As five o’clock approached, I headed towards Tavern on the Green, where she and I had arranged to meet. There were a lot of people around: joggers, dog-walkers, families with kids. Walking past the lake, I got the peculiar sensation of eyes crawling over my skin, but when I turned there was no one looking at me, just a pair of young women in Lycra, running slowly in tandem. Behind them, an elderly man had a stall set up beside the path, selling paintings. He blinked at me with milky eyes and I took a closer look at his work, expecting to see portraits of tourists or etchings of local landmarks. Instead, the paintings depicted crowds fleeing down Manhattan’s avenues, pursued by screaming flocks of mutant seagulls; children weeping as their parents were led away by faceless figures in black uniforms; boiling seas and dying mermaids and scorched landscapes littered with bones and plastic Coke bottles.

‘See anything you like?’ he asked.

I hurried away.

I took a seat outside the Tavern and waited for Ruth, keen to tell her about my meeting with Sam – figuring out how I could put a comical spin on it – and the man with the frightening paintings.

Here she came, walking coolly down the path towards me. She had headphones in and a little bag over her shoulder. A plain white T-shirt and a knee-length skirt. Shoulder-length blonde hair. No different to the hundreds of other young women who were roaming Central Park right now.

But as she passed, people stopped mid-conversation. They turned their heads, men and women alike, to watch her. To stare. Why? Because there was an energy coming off her. Something invisible; something that crackled silently, shifting the molecules in the air around her. No one recognised her – her movie had been a small critical success, seen mostly by hardcore horror buffs and industry insiders – but they recognised something. A sun that shone from within her. The sense that here was someone on the cusp; someone who had been sprinkled with magic dust but hadn’t yet learned to stretch her wings. Like Marilyn Monroe in 1951, Madonna in 1982, Beyoncé right before she joined Destiny’s Child. I watched the faces of the people she passed and I knew that soon she would belong among the stars.

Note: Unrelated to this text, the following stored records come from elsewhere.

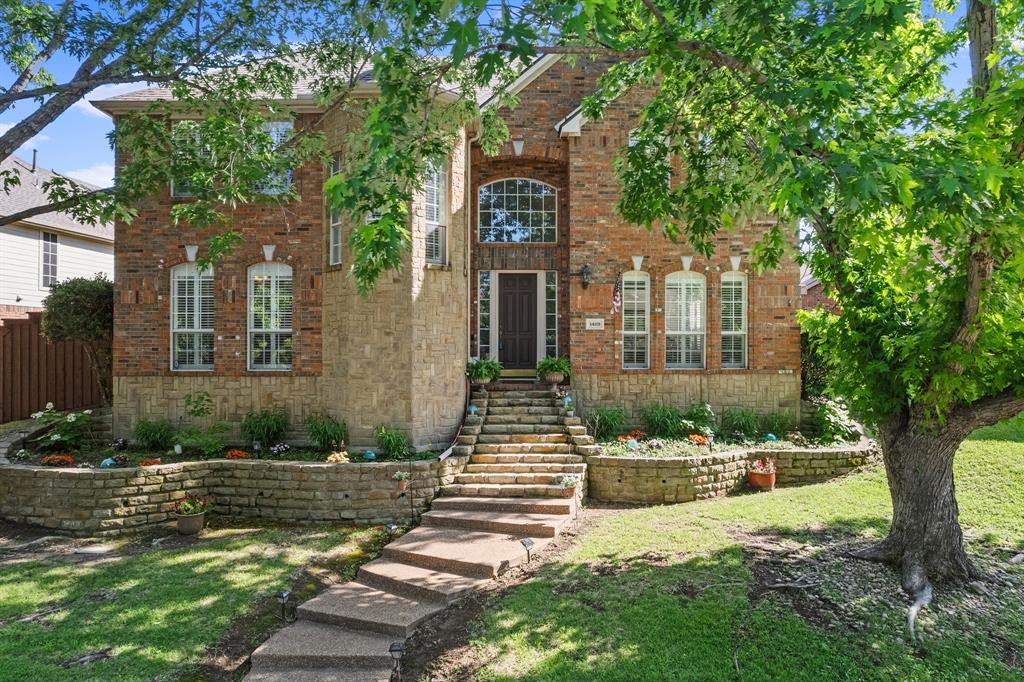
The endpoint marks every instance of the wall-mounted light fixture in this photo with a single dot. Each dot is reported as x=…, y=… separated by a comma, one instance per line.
x=584, y=274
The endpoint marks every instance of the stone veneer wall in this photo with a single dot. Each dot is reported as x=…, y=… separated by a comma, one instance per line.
x=673, y=479
x=92, y=502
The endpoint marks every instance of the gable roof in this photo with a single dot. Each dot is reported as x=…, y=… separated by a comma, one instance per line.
x=29, y=194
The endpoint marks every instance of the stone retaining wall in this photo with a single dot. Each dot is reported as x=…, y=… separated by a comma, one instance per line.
x=91, y=502
x=672, y=479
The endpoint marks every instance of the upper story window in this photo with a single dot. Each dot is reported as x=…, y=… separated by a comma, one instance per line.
x=48, y=259
x=436, y=210
x=636, y=321
x=734, y=321
x=684, y=321
x=334, y=221
x=192, y=317
x=518, y=210
x=270, y=316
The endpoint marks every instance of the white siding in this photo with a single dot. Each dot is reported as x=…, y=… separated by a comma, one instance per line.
x=20, y=257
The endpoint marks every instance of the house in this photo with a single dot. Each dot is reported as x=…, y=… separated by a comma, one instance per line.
x=514, y=256
x=40, y=251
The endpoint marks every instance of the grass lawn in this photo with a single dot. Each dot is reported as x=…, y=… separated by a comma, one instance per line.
x=692, y=591
x=163, y=606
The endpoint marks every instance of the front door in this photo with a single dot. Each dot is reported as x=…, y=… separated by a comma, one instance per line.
x=517, y=321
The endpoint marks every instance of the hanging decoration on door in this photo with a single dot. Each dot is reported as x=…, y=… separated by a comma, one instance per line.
x=616, y=294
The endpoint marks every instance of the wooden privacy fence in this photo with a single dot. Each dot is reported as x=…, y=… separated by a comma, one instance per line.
x=34, y=372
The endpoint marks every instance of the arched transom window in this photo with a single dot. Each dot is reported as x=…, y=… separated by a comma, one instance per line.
x=518, y=210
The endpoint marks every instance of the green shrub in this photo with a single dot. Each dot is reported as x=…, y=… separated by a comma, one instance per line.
x=265, y=426
x=776, y=423
x=605, y=422
x=484, y=370
x=740, y=424
x=326, y=432
x=155, y=433
x=392, y=442
x=554, y=365
x=664, y=421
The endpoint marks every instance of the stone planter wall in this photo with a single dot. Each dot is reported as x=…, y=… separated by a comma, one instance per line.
x=91, y=502
x=668, y=479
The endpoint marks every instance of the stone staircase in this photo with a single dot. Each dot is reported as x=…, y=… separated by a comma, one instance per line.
x=521, y=445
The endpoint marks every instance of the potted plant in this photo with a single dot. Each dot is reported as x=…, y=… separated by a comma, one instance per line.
x=761, y=473
x=190, y=512
x=553, y=370
x=402, y=477
x=568, y=484
x=481, y=371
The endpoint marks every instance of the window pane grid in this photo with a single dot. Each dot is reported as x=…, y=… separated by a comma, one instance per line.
x=518, y=211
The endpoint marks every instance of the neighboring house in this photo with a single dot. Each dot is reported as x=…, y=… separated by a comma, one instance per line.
x=44, y=249
x=500, y=245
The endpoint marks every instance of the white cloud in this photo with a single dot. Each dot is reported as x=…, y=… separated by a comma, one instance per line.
x=31, y=143
x=102, y=92
x=100, y=174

‘Hey,’ she said, kissing me lightly on the lips. A waiter appeared almost immediately and took her drinks order. Her beer arrived quickly and she held the icy bottle against her cheek for a moment. ‘Oh my God, I need this. What a day. I have to keep reminding myself I’m living the dream.’

‘You are.’

She told me about the rehearsal, about how Sally had made her and the lead actor, a guy named Alex, act out the same scene over and over until they’d got it ‘almost’ right.

‘It’s so hard, Adam. Sally is such a . . .’

‘Bitch?’

‘No!’ She grinned. ‘I was going to say “visionary”. A perfectionist too.’

‘She’s a tyrant. I saw the way she talked to you and the other actors on the cruise.’

‘I know she can be a little tough – but, well, it’s tough love. She’s making us into better actors. Creating better art. I feel like . . . you know, it’s often like being part of a family, being with the cast and the crew, and then at the end you all disperse and you never see half of them again, but this time, I don’t know, it feels different.’

I didn’t point out that she always said this.

‘Sally hasn’t said so but I really think she values me. And Alex is so good, it’s ridiculous. I was struggling so much to capture the agony of the scene, to truly feel it, you know? But he helped me. We did this exercise that . . .’ She stopped herself. ‘How was your meeting?’